A bot that actively blocks versus an identical bot that never does. 50% is break-even.

Dead even. And here’s the kicker: when we let the blocking bot think ahead, it got better at actually landing its blocks — it denied opponents more often — and its win rate still didn’t budge off 50%. The blocks worked; they just didn’t translate into wins. The tempo you burn setting them up cancels out the damage you do.

Bottom line — play your own game. Tend your wall, mind your floor, chase your columns — that beats hovering over your opponent’s board. (Blocking might pay off for a player who can calculate very deep into the future; for the rest of us, it’s a distraction.)

So how good can an Azul AI get?

Here’s where Azul flips the script on its quieter cousins. We lined our players up on a single skill ladder (a chess-style rating — higher is stronger), and the story is a clean staircase:

Random moves

720

Best hand strategy

1549

Thinks a little ahead

1667

Thinks further ahead

1761

Thinks deepest

1783

Skill rating across the roster. The moment a player starts thinking ahead, it clears the entire hand-tuned crowd.

Look at the gap. The hand-tuned strategists — the careful, floor-disciplined, column-building rule-followers — all cluster in a tight band. Then an AI that genuinely thinks ahead shows up and even our lightest look-ahead bot clears the entire crowd. The deepest one beats the best hand strategy about 85% of the time. In Azul, foresight doesn’t just keep pace — it wins outright.

That’s the satisfying part, because it isn’t always true. In some games, calculation only catches up to the best simple rules and stalls there. Azul is different: its rewards are long-horizon (that +7 column you’ve been quietly assembling, the floor disaster three turns away), and seeing the future is exactly how you cash them in. Thinking ahead is the skill that breaks the ceiling.

Is that the top? Probably not. We’re also training a player that learns Azul from scratch, with no human strategy handed to it — and right now it’s still in its early lessons, sitting below even the hand-tuned bots while it figures the game out. Whether a fully-trained self-taught player can climb past our deepest thinker is the open question — it’s mostly a matter of training time, and that race is still on. We’ll update this report when our self-taught player has something to say.

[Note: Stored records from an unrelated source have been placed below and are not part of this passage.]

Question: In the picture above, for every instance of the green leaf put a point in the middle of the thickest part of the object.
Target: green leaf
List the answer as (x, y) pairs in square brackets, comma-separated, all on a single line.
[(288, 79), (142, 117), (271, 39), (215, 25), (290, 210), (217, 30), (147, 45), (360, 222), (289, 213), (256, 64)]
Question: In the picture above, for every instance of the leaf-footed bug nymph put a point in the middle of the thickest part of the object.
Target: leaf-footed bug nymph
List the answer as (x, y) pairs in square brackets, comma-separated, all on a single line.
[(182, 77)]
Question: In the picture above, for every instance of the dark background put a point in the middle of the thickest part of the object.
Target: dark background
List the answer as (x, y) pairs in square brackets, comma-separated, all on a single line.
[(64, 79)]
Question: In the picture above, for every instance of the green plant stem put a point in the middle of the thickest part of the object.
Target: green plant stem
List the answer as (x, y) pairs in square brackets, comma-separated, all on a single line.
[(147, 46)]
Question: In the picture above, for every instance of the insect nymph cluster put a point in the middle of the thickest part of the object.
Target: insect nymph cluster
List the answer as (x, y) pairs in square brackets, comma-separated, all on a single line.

Every figure here is measured from AI-versus-AI games on Trace Studio’s Azul engine, with seats rotated and bags paired so neither turn order nor a lucky shuffle skews the standings. We’ve kept the machinery in the background on purpose; if you want the gritty details — how the players are built, how strength is rated, how the games are sampled — those live in the project’s technical notes.